2 days to grow the cells; less than 5 minutes bench time for each strain.
Method A Procedure:
- On a YPD (or selective medium) plate, streak the cells (from an isolated colony) in one solid line across the plate. You will need enough cells to load the rounded end of a toothpick after the streak has grown up. Several different strains may be streaked onto the same plate; label the back of the plate appropriately. Invert the plate and incubate at 30 degrees C for 2 days.
- For each strain to be stored, prepare a sterile, labeled cryo-vial, containing 1 ml sterile deionized water and 225 µl 80% glycerol (15% glycerol, final concentration). YPD or selective medium may be used instead of water; it is the glycerol concentration which is more important.
- Using the wide, rounded end of a sterile toothpick, scrape up as many yeast cells from the grown streak as can be 'loaded' onto the toothpick. Transfer the cells to the cryo-vial and scrape off as many as possible onto the inside of the prepared cryo-vial. Cap the vial, and shake (vortex if necessary) to suspend the cells evenly within the 15% glycerol solution. Immediately transfer the vial to the -80°C freezer. Yeast cells will settle to the bottom quickly if left too long on the bench, so if preparing many strainsd for long-term stoage, vortex them all again just before putting them into the -80 degrees C freezer.
To recover a strain from the glycerol stock, use a sterile toothpick to scrape some of the ice, then streak out the cells on a medium e.g., YPD agar plate. Do not thaw the frozen stocks, because each freeze-thaw cycle will result in a 50% loss in cell viability.
Method B Procedure:
- Pick an isolated yeast colony from a plate; inoculate into 5 ml YPD in a snap-cap tube and grow overnight at 30 degrees C on roller drum.
- Pipet 812 µl of the yeast culture into a 2 ml cryo-vial. Add 188 µl of 80% sterile glycerol, vortex. Place vial in -8 degrees C freezer (cells lose viability when stored above -55 degrees C).

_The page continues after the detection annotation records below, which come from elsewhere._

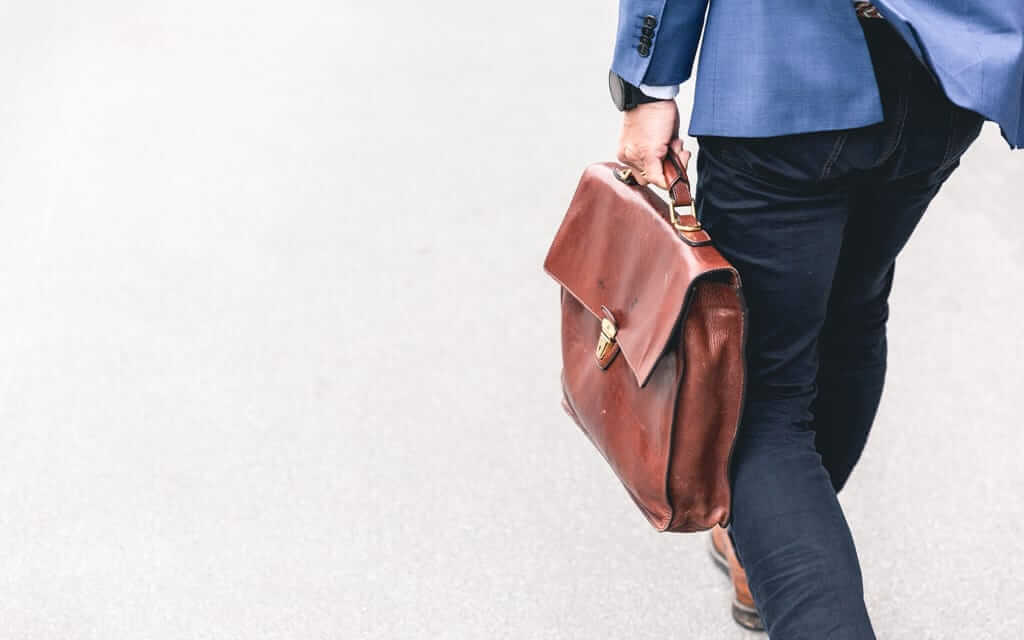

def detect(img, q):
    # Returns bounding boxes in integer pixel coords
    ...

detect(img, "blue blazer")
[611,0,1024,148]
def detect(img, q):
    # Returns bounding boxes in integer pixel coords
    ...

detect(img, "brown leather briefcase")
[544,154,746,531]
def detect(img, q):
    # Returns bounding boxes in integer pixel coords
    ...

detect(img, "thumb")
[671,138,690,171]
[643,152,672,188]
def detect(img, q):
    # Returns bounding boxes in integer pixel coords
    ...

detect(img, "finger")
[616,144,647,184]
[643,155,669,188]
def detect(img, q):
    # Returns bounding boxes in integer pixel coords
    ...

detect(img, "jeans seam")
[939,104,956,167]
[818,131,849,180]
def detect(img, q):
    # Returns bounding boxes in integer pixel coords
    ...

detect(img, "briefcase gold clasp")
[596,317,618,360]
[669,201,701,232]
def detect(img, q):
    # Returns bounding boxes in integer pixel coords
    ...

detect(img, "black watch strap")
[608,71,666,112]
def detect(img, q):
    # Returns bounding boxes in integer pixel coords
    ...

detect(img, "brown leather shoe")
[710,525,765,631]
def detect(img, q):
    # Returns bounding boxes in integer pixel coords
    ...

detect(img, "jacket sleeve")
[611,0,709,86]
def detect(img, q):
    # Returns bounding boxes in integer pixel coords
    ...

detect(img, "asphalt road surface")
[0,0,1024,640]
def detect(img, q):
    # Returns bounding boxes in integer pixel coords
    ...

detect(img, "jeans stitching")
[818,131,849,180]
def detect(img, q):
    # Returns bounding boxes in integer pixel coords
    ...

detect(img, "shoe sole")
[708,537,765,631]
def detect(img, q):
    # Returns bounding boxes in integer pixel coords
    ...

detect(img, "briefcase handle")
[617,150,702,233]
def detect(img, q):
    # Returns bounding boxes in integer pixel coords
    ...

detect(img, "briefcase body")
[544,154,746,531]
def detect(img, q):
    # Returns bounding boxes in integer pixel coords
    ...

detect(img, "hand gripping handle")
[616,150,702,233]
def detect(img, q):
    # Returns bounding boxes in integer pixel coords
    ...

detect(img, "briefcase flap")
[544,163,739,387]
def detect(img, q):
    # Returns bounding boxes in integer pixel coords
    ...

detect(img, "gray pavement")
[0,0,1024,640]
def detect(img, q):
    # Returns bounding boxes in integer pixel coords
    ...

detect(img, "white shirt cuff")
[639,84,679,100]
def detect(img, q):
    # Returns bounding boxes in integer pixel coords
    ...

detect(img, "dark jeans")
[696,14,983,640]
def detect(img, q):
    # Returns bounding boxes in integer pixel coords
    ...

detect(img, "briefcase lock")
[594,304,618,369]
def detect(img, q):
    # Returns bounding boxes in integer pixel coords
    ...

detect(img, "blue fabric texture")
[611,0,1024,148]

To revive stocks: Take a sterile toothpick and place into stock in -80šC freezer; streak out onto YPD or AHC plate and incubate for 24-48 hours at 30šC. Alternatively, inoculate into 5 ml AHC or YPD liquid culture and place on roller drum in the incubator for 24 (YPD) to 48 hours (AHC).
Sherman, F., Fink, G. R., and J. B. Hicks. (1986) The Laboratory Course Manual for Methods in Yeast Genetics. Cold Spring Harbor Press, Cold Spring Harbor, NY. p. 179.